A fire made the only point of brightness in the dull afternoon as we followed the track towards the congregated women, the ground churned to slurry by the work of so many extra boots. Our settlement had grown. A number of Ruby and Sapphire gaters had joined Amber gate. I recognised Bernice, my red-haired cell mate, and a hoard of new visitors had arrived too. A sheet of blue plastic served as weather protection, decorated with snakes of bedraggled tinsel, and under it a dozen women sheltered from the drizzle which flecked the air like iron filings. A donated armchair had been dragged to the fireside, one armrest gashed and spilling yellow sponge, and it stood beside other oddments of furniture, the trestle tables, and an old pushchair with the hood protecting a pile of blankets. Stackable plastic chairs, the sort you'd see in school halls, were scattered higgledy piggledy in the mud and the rubbish heap had grown mountainous, over-spilling with Sainsbury's bags knotted at the handles. Di moved around with a black bin liner doing her best to collect refuse. Another group of women sheltered from the wind under golfing umbrellas.

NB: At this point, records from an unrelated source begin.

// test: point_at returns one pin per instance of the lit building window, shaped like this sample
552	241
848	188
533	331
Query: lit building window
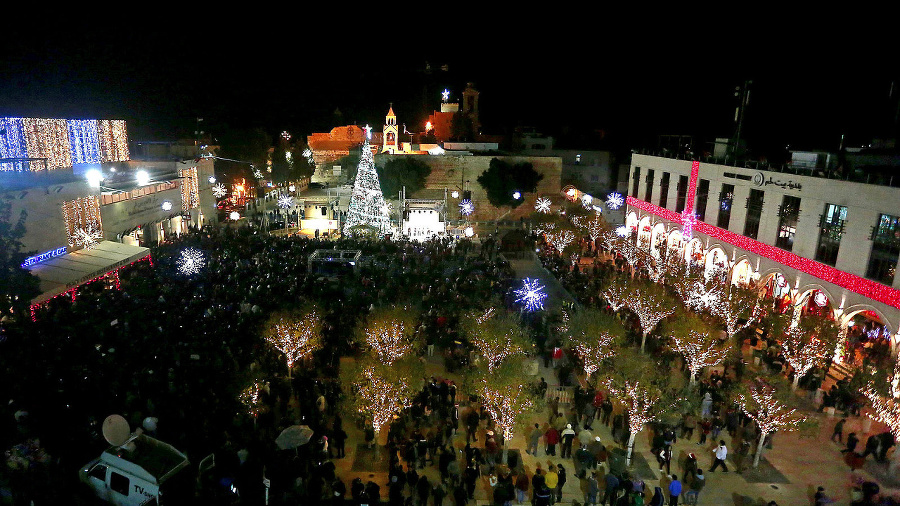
885	249
831	228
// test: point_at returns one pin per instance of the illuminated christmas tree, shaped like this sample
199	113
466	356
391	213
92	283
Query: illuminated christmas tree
367	204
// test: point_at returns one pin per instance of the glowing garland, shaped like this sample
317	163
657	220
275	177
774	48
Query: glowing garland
367	201
769	414
614	200
856	284
506	404
389	340
466	208
285	202
802	352
494	343
382	398
191	261
219	190
295	337
531	295
699	351
250	397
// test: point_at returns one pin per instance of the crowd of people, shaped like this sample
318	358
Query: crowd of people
179	349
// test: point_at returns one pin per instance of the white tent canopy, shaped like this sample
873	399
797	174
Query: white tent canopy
57	275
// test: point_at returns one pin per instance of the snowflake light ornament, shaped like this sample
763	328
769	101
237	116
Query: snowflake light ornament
614	200
191	261
219	190
531	295
466	207
88	237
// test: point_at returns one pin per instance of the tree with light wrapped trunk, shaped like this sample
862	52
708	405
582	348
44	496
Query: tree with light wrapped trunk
650	303
378	391
496	335
636	383
738	308
808	344
769	412
295	334
699	348
389	332
616	294
505	395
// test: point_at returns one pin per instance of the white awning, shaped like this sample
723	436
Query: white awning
63	273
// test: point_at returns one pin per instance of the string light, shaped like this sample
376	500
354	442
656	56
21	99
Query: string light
495	337
219	190
614	200
367	201
531	295
296	337
616	295
191	261
856	284
650	307
699	351
250	397
389	338
190	189
769	414
506	402
380	397
802	352
83	224
559	239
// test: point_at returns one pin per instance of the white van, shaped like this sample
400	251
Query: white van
134	474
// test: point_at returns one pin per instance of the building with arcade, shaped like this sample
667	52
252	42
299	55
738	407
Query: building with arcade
89	208
813	242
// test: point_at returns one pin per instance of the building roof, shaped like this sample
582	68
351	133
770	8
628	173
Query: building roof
60	274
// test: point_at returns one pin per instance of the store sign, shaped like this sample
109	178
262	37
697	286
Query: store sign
47	255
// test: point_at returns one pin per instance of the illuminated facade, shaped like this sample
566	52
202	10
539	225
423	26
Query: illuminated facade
29	144
816	243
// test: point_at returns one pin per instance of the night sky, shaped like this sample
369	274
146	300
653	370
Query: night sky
161	81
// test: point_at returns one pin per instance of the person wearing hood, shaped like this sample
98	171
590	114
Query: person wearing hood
568	435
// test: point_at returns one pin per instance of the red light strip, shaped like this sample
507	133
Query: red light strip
852	282
692	187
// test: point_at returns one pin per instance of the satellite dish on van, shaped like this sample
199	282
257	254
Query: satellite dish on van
116	430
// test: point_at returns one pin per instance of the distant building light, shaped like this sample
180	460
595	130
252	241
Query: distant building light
44	256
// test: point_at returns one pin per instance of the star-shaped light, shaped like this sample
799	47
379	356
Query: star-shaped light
88	237
531	295
614	200
191	261
466	207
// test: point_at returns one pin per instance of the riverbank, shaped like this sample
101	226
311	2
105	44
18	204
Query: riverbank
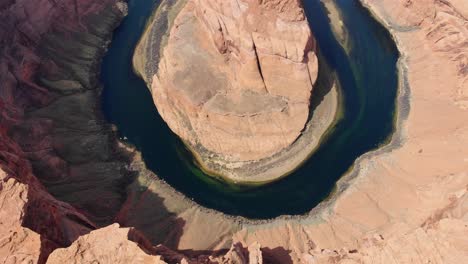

Stripped of its chocolate Santas, the Christmas tree stood where we'd left it, listing more noticeably to one side, a toy elephant, once fluffy but now soggy, attached to its uppermost branch. Inside a shopping trolley, pots were piled high, a frying pan driven into their midst, flaking with skins of fried egg, and an empty gas canister lay on its side in the mud beside a camping stove on which a pot of soup bubbled. I'd been looking forward to the gypsy homeliness of the camp with its rich smell of wood smoke and earth, the silver birch crackling with birds – but now my heart dipped.

One of the visitors got up and offered me her crate, its ridges filled with milky mud, and I sat down without argument. The fire blazed high as a bonfire. Where was Rori? Was she collecting wood or making a rare trip to the standpipe? We needed to talk in private. During the van journey I'd been rehearsing our meeting in my head. It was going to be difficult, but I knew I had to forgive her because she was bound to be feeling terrible too, as terrible as I'd felt in the police cells without her.